The woman in the pants suit lifts both arms. "Federal police officer!"

"Holster your weapon!"

And she does.

"You with the pipe and the chain!" a cop shouts. "Drop ‘em and get on the ground!"

Mum leans from the newsagency door and shrieks, "Monster! It ain’t Rudi, it ain’t him!"

The uniformed officers wheel around. Mum and her boys startle and duck back into the newsagency at a run, aiming for the rear door. One of the uniformed officers gives chase. Out on the road, Monster has turned on his heel and is dashing along the footpath with surprising speed for someone with such delicate legs.

"I got him!" the woman in the pants suit yells and bolts after him and the remaining uniformed officer jumps up and follows her.

The man with the suitcase takes the car belonging to the woman in the pants suit. He doesn’t speed. He stops at the red light. He scrolls through the radio stations until he finds a song he likes. He puts a hand on the suitcase lying next to him in the passenger seat.

The light turns green and he drives off. It’s still early and there is hardly any traffic. He notices in the rear view mirror that a car is closing the distance at a rapid rate. Then the speeding car pulls up alongside and taps its nose against his boot. He loses the back end, spins the car, ploughs it up the footpath and spreads the bonnet around a telegraph pole.

The air bag deploys. Then he lolls back in the seat, blood coursing from his lip, as the car behind him screeches to a stop and parks. His door opens and Sarge and Nash pull him from the vehicle and fling him onto the footpath. The man rolls onto his back and stares up at them.

"What’s so funny?" Sarge says.

"Nothing," the man says.

Sarge and Nash look at each other. Both are dishevelled, bruised and bleeding.

Nash reddens and says, "He had a pipe and a chain and he came out of nowhere."

Sarge shoves at Nash. "Shut up."

The man gets to his feet. Sarge eyes him through bent and broken glasses. Then Sarge grabs at the man and runs him against the ruined car. The man bounces off and ends up on the footpath again.

"I ought to put a bullet in your back," Sarge says.

The man sits up. Nash takes the suitcase from the passenger seat and places it on the bonnet of their unmarked squad car and opens the suitcase. Nash and Sarge lift out items one at a time and drop them to the road: shirt, jocks, t-shirt, a pair of socks, another shirt.
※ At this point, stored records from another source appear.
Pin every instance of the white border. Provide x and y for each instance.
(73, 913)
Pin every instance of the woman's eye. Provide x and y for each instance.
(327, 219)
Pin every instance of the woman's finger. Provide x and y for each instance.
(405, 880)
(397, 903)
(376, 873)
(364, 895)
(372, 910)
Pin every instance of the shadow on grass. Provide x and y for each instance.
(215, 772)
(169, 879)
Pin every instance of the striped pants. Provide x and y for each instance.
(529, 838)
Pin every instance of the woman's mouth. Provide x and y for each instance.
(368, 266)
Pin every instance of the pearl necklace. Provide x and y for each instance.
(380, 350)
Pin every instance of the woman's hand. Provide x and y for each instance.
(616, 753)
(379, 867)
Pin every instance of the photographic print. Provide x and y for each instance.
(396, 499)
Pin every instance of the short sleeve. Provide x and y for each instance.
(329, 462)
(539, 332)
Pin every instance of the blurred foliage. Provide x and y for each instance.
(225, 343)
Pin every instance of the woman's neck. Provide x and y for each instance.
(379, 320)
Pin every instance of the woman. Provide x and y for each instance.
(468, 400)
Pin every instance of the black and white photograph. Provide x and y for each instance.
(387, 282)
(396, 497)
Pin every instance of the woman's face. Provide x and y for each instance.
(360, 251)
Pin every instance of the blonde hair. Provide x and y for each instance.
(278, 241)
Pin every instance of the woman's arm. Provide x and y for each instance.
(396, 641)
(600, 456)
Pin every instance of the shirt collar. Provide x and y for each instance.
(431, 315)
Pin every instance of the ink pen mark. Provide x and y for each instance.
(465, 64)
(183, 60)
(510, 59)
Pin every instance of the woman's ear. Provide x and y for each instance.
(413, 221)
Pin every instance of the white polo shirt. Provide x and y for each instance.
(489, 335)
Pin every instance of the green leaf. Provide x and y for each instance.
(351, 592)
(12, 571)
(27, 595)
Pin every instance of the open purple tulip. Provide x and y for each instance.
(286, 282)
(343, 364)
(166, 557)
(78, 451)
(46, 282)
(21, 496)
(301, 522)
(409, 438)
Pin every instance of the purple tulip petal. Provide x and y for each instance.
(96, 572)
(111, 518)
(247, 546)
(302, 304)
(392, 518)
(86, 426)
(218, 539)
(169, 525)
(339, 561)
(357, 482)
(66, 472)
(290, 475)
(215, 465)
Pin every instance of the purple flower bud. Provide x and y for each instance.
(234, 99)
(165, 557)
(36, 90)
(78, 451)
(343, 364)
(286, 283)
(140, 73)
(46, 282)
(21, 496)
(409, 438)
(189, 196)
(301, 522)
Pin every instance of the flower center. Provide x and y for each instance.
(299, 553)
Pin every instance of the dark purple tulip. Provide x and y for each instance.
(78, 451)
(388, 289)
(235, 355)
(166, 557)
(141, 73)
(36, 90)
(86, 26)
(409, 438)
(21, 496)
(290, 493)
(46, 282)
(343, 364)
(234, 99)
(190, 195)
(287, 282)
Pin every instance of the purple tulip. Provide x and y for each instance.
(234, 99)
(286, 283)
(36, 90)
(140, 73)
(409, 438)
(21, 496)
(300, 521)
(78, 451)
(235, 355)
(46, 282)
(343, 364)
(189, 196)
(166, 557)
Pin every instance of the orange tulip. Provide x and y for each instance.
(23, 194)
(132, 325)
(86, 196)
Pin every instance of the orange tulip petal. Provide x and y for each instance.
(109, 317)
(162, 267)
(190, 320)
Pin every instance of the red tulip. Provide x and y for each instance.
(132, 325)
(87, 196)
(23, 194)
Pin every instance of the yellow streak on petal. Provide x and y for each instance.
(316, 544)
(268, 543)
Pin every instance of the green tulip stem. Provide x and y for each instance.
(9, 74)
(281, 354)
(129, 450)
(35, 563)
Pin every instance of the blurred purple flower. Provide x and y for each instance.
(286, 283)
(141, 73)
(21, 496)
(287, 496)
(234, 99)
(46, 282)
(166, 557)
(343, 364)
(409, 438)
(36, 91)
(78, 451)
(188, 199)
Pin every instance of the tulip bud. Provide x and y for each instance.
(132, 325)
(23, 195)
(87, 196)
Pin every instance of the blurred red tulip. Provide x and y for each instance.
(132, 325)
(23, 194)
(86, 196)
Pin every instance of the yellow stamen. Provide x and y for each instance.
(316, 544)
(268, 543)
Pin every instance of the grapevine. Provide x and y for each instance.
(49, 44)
"What the hell is this?" Sarge says. "Some kind of joke?"

The man shrugs. Sarge holds up a little box wrapped in gold paper and tied with ribbon.
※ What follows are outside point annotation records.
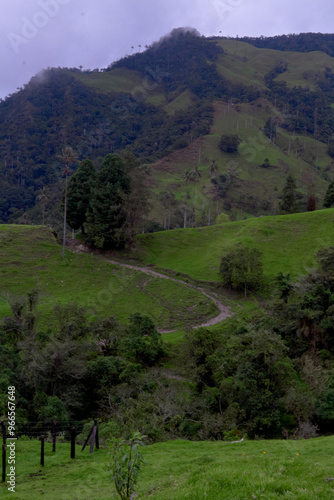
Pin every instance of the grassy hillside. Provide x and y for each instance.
(177, 470)
(244, 63)
(250, 189)
(288, 243)
(30, 257)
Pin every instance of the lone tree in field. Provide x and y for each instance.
(329, 198)
(105, 215)
(229, 143)
(288, 204)
(80, 189)
(241, 269)
(67, 156)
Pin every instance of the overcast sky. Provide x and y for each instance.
(37, 34)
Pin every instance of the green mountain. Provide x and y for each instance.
(170, 105)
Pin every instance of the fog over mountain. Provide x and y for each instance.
(37, 34)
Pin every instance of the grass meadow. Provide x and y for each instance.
(288, 243)
(30, 257)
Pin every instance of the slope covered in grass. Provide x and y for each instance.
(288, 243)
(30, 257)
(177, 470)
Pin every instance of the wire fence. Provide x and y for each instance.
(51, 431)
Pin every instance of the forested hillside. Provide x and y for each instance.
(170, 105)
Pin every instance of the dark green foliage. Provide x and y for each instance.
(142, 342)
(311, 203)
(79, 192)
(270, 128)
(329, 198)
(288, 204)
(284, 285)
(105, 214)
(266, 163)
(241, 269)
(222, 182)
(229, 143)
(125, 463)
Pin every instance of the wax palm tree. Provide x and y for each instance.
(67, 156)
(43, 198)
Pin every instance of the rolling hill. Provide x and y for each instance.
(172, 115)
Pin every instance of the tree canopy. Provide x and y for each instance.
(241, 269)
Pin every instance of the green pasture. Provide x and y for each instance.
(177, 470)
(31, 258)
(288, 243)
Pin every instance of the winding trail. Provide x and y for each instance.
(224, 311)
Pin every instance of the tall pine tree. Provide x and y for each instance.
(329, 198)
(288, 204)
(79, 192)
(105, 214)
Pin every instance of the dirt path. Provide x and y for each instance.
(224, 311)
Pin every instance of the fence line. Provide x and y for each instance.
(54, 428)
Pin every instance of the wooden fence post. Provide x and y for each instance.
(72, 442)
(91, 449)
(3, 452)
(42, 450)
(53, 436)
(96, 435)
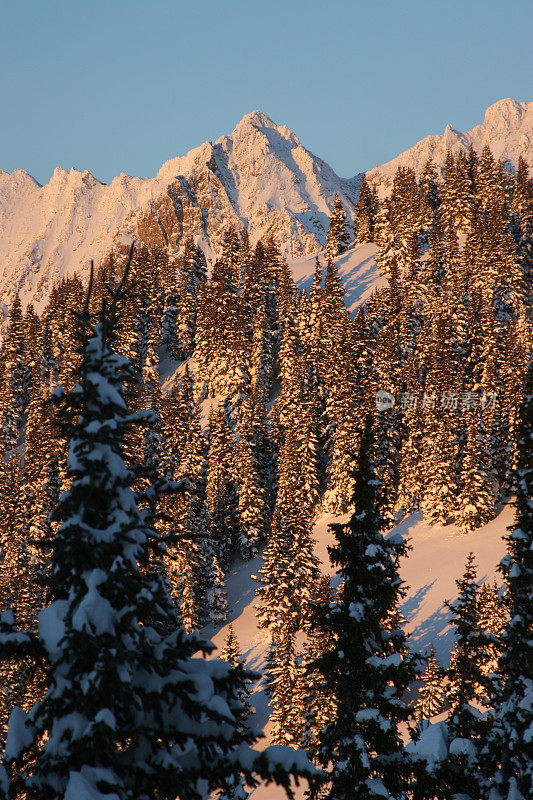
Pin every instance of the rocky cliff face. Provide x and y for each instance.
(259, 177)
(507, 130)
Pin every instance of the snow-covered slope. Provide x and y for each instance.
(436, 560)
(357, 269)
(507, 130)
(260, 177)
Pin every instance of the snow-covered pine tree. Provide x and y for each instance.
(338, 239)
(459, 772)
(492, 621)
(282, 681)
(217, 598)
(368, 668)
(476, 493)
(508, 757)
(364, 214)
(431, 695)
(129, 711)
(290, 568)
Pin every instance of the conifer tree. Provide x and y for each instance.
(337, 239)
(431, 695)
(476, 494)
(508, 757)
(364, 214)
(460, 770)
(368, 668)
(128, 710)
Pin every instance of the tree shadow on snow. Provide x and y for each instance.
(436, 631)
(411, 606)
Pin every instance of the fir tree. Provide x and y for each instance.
(128, 710)
(337, 238)
(431, 695)
(368, 668)
(508, 757)
(460, 770)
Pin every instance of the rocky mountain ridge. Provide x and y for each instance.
(507, 129)
(259, 177)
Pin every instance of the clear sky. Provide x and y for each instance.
(124, 85)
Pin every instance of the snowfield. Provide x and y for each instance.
(436, 560)
(357, 270)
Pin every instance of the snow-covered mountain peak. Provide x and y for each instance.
(507, 129)
(258, 177)
(506, 114)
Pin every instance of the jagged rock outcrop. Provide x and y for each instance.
(507, 130)
(260, 177)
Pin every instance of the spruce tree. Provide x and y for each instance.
(508, 757)
(338, 239)
(431, 695)
(368, 668)
(128, 712)
(460, 770)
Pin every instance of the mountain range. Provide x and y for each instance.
(260, 177)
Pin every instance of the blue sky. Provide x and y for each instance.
(124, 85)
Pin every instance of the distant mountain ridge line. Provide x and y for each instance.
(259, 177)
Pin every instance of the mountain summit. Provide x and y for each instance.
(507, 129)
(260, 177)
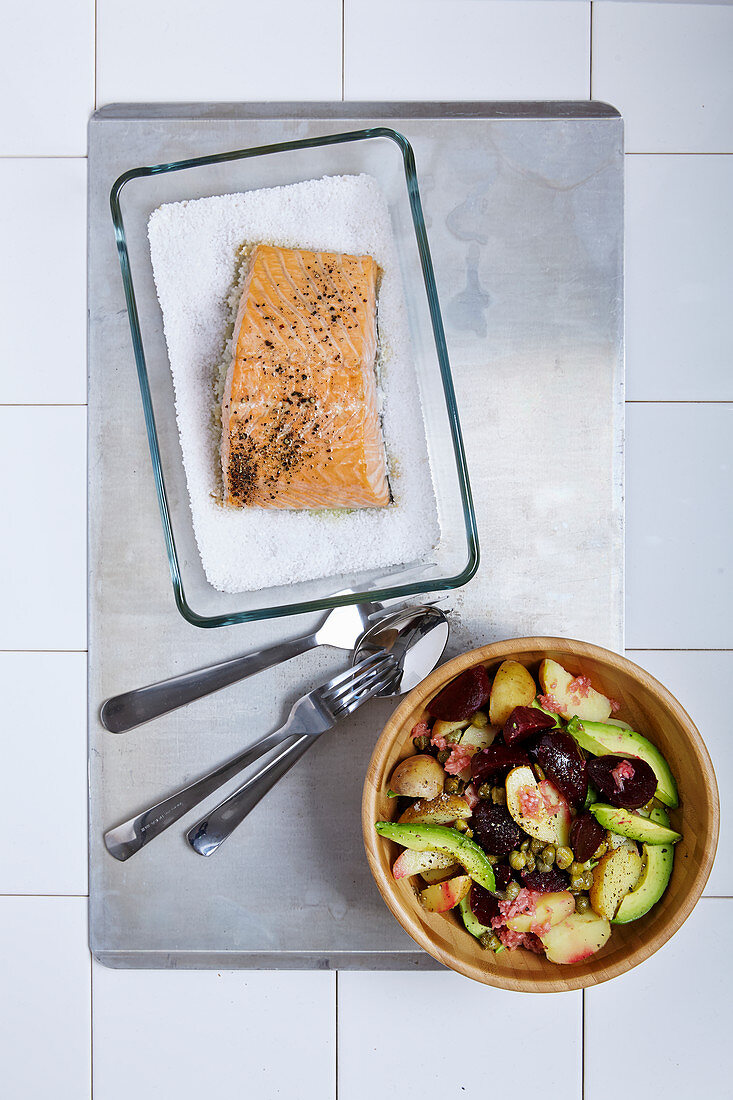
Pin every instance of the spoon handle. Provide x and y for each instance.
(209, 834)
(129, 837)
(142, 704)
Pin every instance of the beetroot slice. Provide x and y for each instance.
(495, 759)
(483, 904)
(623, 781)
(462, 696)
(559, 756)
(503, 875)
(586, 834)
(546, 881)
(524, 721)
(495, 829)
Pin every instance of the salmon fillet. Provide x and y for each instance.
(299, 416)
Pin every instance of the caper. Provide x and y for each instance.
(564, 858)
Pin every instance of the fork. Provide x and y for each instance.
(312, 714)
(341, 628)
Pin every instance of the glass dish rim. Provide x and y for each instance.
(325, 603)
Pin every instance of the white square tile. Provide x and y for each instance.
(43, 216)
(43, 578)
(402, 1030)
(667, 68)
(455, 50)
(225, 50)
(679, 277)
(680, 996)
(44, 715)
(701, 681)
(45, 1038)
(205, 1033)
(46, 77)
(679, 526)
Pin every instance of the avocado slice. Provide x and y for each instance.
(442, 838)
(658, 860)
(601, 738)
(626, 823)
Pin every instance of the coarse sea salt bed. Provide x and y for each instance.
(196, 249)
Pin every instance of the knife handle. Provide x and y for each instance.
(129, 837)
(209, 834)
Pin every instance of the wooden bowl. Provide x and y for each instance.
(647, 707)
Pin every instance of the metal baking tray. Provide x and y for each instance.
(524, 215)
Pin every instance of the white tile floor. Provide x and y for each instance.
(314, 1035)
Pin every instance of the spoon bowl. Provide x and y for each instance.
(416, 638)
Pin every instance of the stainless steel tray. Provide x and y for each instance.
(524, 208)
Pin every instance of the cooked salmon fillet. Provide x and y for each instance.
(301, 426)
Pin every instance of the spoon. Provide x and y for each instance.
(129, 837)
(416, 641)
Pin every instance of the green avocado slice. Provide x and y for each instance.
(601, 738)
(626, 823)
(558, 721)
(658, 860)
(442, 838)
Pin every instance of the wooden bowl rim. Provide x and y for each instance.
(372, 842)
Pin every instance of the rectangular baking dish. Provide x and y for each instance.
(386, 155)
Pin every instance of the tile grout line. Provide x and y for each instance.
(582, 1044)
(336, 1059)
(590, 52)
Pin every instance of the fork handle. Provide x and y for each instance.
(129, 837)
(142, 704)
(209, 834)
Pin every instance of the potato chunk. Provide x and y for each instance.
(418, 777)
(615, 876)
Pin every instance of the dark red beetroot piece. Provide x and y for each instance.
(558, 755)
(586, 834)
(462, 696)
(495, 829)
(524, 721)
(625, 782)
(546, 881)
(483, 905)
(495, 759)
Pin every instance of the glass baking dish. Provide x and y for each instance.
(386, 155)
"That’s the present for my sister."

Sarge drops it to the ground. "Oh crap."

"I told you his hair was too short," Nash says.

"Shut up."

Nash goes to the back of their squad car and takes out an expanding manilla file. He opens it and riffles through it while Sarge glares down at the man sitting on the footpath. Nash finds what he’s looking for. He walks the photograph over to Sarge and they both study it for a long time.

At last, Nash says, "It’s not him."

"Christ!" Sarge doubles over as if hit by pain. He straightens and stamps around in a circle, cursing, then turns to the man. "You stupid bastard, I ought to shoot you."
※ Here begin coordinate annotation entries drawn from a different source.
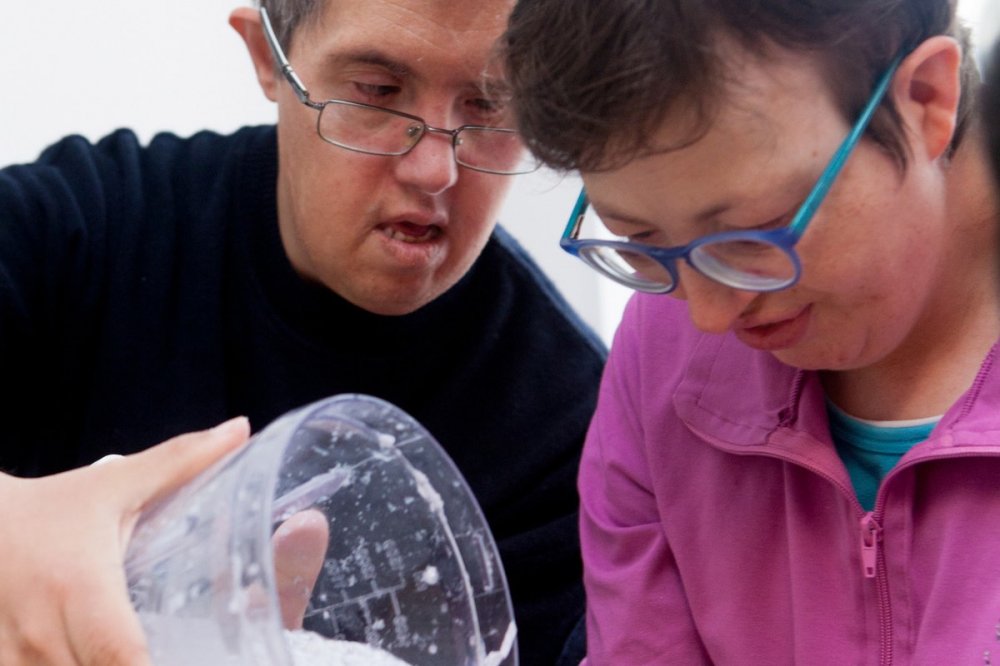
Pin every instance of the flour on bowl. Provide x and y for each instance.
(311, 649)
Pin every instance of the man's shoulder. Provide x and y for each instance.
(505, 260)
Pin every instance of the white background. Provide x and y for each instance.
(88, 68)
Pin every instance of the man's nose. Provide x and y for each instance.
(713, 307)
(430, 165)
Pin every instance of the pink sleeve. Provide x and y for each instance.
(637, 613)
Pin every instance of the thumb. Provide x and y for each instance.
(153, 474)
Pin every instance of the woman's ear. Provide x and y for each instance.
(926, 91)
(246, 21)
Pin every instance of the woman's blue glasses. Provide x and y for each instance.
(747, 260)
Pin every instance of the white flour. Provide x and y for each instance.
(311, 649)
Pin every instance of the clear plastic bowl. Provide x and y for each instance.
(411, 566)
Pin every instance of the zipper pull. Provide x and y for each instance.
(871, 534)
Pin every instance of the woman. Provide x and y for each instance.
(796, 452)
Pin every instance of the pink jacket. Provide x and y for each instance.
(719, 525)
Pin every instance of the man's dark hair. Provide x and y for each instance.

"Maybe you should save your strength for Zef the Clog," the man says.

Sarge lunges but Nash manhandles him to the squad car.

"You’d better get out of here," Nash yells. "And don’t tell anyone about this, all right? Don’t even try it."

Their car peels away from the kerb in a bloom of tyre smoke. The man gets up, repacks his suitcase and closes it. He walks back along the street to the strip shopping centre. He stops at a public phone housed inside a half-egg of plastic perched on a pole. He puts the suitcase next to him and thumbs coins into the slot and calls a number. It answers on the second ring.

He says, "Cat? Dog. Uh, sorry, can’t remember what I’m meant to say next. What? No, the mobile’s broken." His mouth sets into a line. "Okay, look Penelope, I know it’s you, you know it’s me. Yes, I’m late. Yes, I’ve still got it. All right, I’ll see you in half an hour."

His only warning is a creak of unoiled gears and then the woman on the bicycle leans over, snatches the suitcase and pedals away. The man is too surprised to call out. He barks into the phone, "Give me an hour," and he drops the handset and sprints after the bicycle.